Indicators of the economy’s health and outlook for trucking continue to remain strong. Here’s a roundup of trucking-related economic indicators from the most recent week:


DAT: DAT’s monthly measure of freight movement, the DAT Freight Index, showed a 17 percent increase from the same month last year, despite the seasonally based 15 percent drop from the month prior:


Van loads led the year-over-year increases with a 44 percent jump, followed by a 29 percent jump in reefer loads and a 13 percent increase in flatbed loads, DAT reports.

From the month prior, however, reefer was the only segment to see an uptick in freight volume, with an 8.6 percent increase. Van loads dropped 3.6 percent, while flatbed demand fell 34 percent.

Cass: Cass reported in its Cass Freight Index Report for November that the number of freight shipments fell 0.2 percent — the third drop since August. The month-to-month drops, however, “are not cause for alarm,” Cass says in its report, pointing to big year-over-year upticks.

This November, shipments were 4.2 percent higher than the same month last year and is the “highest point on our shipments index since the Great Recession,” Cass reports.

The year as a whole has also been the best since the ‘08-’09 recession ended, Cass notes, calling the year’s indicators “good news for carriers.”

DOT: The Department of Transportation’s monthly freight report, the Freight Transportation Services Index, showed a 0.3 percent increase for October — pushing it to its fourth straight all-time high.

Trucking drove the October growth, the DOT notes.

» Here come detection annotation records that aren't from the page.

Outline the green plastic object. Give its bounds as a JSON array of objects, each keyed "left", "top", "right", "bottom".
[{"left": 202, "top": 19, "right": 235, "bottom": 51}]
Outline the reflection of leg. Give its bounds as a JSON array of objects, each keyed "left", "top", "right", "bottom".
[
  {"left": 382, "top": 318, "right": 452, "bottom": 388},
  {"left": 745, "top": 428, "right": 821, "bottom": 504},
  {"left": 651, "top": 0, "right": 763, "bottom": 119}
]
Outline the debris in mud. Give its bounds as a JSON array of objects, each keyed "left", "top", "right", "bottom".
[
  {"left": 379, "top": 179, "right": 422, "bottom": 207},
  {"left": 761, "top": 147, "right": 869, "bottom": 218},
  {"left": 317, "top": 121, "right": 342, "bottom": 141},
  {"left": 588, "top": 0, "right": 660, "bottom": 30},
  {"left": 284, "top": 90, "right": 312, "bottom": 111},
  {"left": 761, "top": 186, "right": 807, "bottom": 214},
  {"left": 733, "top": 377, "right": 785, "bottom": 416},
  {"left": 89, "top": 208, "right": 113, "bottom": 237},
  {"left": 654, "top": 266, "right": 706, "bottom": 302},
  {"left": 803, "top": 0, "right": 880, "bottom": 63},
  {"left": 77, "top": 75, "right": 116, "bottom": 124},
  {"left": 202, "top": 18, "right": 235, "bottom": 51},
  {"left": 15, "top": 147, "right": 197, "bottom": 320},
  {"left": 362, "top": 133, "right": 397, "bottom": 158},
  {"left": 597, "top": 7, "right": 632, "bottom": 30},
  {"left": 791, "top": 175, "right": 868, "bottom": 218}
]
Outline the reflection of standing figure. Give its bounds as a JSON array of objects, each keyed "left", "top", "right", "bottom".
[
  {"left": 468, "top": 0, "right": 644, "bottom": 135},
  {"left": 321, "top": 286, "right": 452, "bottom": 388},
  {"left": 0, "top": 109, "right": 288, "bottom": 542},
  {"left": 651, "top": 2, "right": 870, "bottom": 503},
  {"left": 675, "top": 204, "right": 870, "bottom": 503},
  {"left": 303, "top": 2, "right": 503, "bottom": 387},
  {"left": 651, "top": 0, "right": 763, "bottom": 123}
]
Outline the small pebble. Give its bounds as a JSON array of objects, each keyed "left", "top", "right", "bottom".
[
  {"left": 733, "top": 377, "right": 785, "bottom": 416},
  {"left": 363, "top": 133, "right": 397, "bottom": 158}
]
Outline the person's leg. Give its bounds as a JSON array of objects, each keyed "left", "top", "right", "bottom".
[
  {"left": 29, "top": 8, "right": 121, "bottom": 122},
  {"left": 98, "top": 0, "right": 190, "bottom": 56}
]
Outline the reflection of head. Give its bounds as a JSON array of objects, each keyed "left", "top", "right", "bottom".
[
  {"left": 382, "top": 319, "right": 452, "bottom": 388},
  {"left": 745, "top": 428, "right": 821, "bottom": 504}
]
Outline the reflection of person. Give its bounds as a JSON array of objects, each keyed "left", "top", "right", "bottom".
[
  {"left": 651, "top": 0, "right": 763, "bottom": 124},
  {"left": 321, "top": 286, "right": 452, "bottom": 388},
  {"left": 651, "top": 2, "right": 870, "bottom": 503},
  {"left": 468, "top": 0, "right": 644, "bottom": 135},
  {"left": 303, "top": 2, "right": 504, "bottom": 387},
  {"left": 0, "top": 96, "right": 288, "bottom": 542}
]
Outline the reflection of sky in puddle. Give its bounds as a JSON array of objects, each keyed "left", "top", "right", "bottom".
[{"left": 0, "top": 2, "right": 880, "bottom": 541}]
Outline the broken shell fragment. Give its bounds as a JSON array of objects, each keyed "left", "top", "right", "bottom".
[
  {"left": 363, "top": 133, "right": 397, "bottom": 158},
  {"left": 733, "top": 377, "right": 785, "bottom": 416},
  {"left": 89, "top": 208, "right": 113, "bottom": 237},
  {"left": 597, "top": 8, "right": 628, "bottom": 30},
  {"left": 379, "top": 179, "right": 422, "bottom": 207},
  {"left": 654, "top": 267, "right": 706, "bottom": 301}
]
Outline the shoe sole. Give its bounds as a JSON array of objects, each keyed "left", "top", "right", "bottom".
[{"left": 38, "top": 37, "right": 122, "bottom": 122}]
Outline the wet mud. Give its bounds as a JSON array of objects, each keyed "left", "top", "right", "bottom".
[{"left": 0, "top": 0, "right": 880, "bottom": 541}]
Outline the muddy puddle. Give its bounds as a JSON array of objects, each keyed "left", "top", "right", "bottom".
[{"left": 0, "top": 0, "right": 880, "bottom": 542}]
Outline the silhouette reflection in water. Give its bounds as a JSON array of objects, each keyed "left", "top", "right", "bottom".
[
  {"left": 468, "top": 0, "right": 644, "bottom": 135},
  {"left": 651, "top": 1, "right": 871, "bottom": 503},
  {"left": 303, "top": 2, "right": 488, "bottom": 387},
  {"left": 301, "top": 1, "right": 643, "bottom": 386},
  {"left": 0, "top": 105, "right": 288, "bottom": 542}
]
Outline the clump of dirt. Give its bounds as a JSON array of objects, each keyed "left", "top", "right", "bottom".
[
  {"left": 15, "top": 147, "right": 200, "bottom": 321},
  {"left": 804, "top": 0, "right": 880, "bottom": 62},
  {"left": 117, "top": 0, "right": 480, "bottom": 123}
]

DAT’s weekly Trendlines report shows that loads and rates both saw an uptick in the week following Thanksgiving. As noted in the graph above, van rates jumped 5 cents, flatbed loads rose 2 cents and reefer rates rose 4 cents.



FTR reported in its monthly Trucking Conditions Index that conditions for carriers remained “in very positive territory.” The index reading of 8.53 reflects growth in freight, rising rates and falling fuel costs. FTR says those conditions are expected to continue.

Capacity utilization will remain tight, though it has fallen from the 99 percent reached earlier this year.